Retirement brings about major changes in spending and lifestyle. Will you miss going to the office and interacting with coworkers? Can you afford to continue living in your home? Will early retirement mean cutting back financially, which could make your dreams of traveling or helping your grandchildren through college more distant?

How to Ensure a Secure Retirement

Whether you're retiring after decades of careful planning or suddenly considering an early retirement after receiving a buyout offer, taking a comprehensive view of your retirement plans is crucial. To help ensure you can retire comfortably without running out of money, take a close look at your retirement finances, including income, health care costs, housing and lifestyle.

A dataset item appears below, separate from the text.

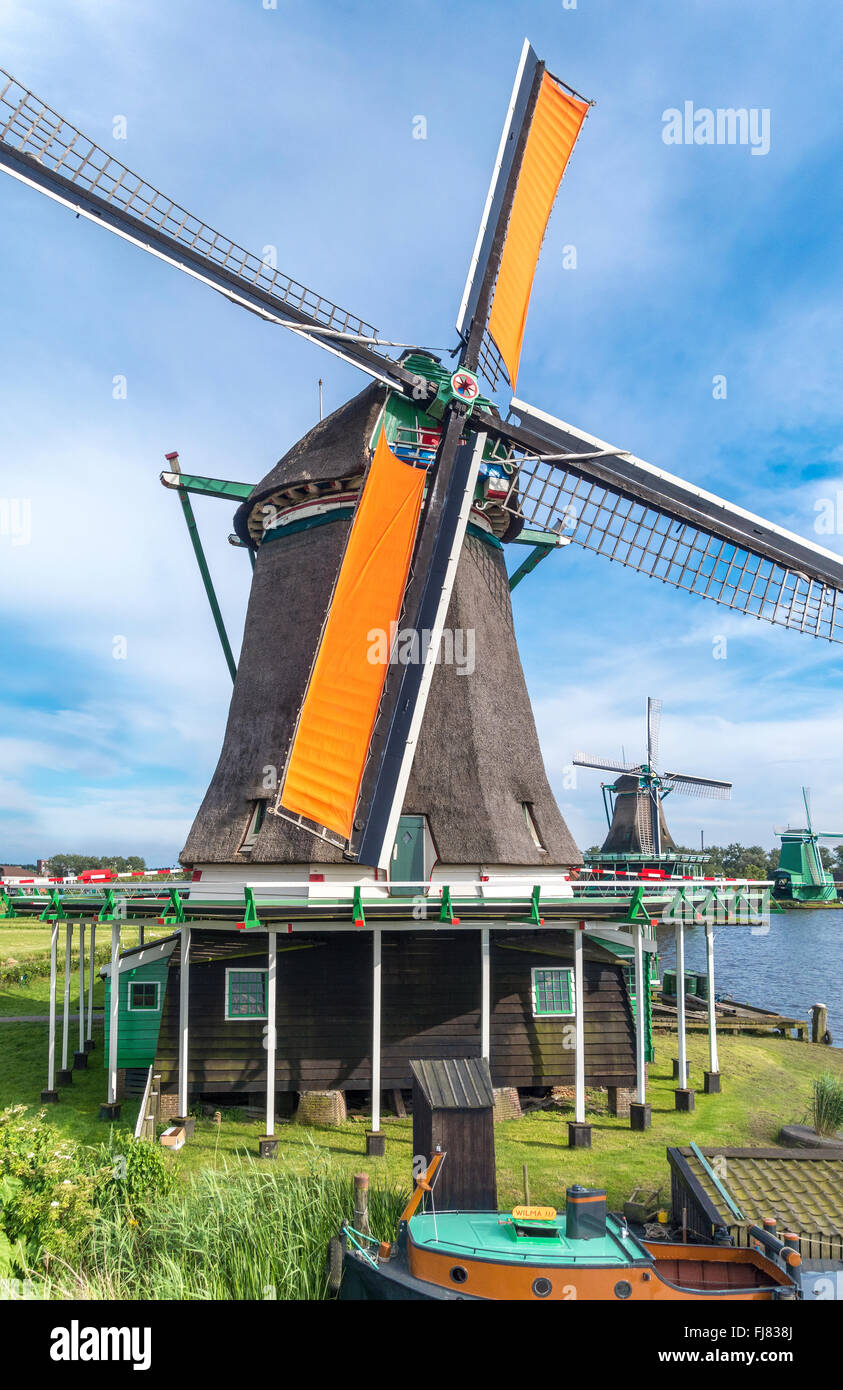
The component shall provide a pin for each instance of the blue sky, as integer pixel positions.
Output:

  • Get help. If you can, work with a financial planner to fully understand how your early retirement payout fits into a larger retirement plan. If retirement isn't in the cards right now, what do you need to do to keep yourself on track to retire as originally planned?
  • Ask for what you need. Although your options may be limited, you can negotiate some terms of an early retirement offer. For example, if you're covered by your spouse's health care plan, you might see if you can trade health care coverage for additional cash.
  • Know your options. You don't have to accept an early retirement offer if the terms don't work for you. Hang onto your job, but be aware that early retirement offers sometimes foreshadow layoffs to come. Or, use your early retirement offer as a sign that it's time to start developing new options, whether or not you accept your buyout now.

The Bottom Line

Accepting, rejecting or negotiating an early retirement package is highly individual. Every early retirement offer is different, and so is every situation.

If you're being offered an early retirement package, think through the long- and short-term ramifications. Taking an incentive to retire early and pursue a new chapter of life can be a positive, even transformational, opportunity. But, it almost certainly requires a re-assessment and recalibration of your current retirement plans, and a new strategy for how you would like to live in the years ahead.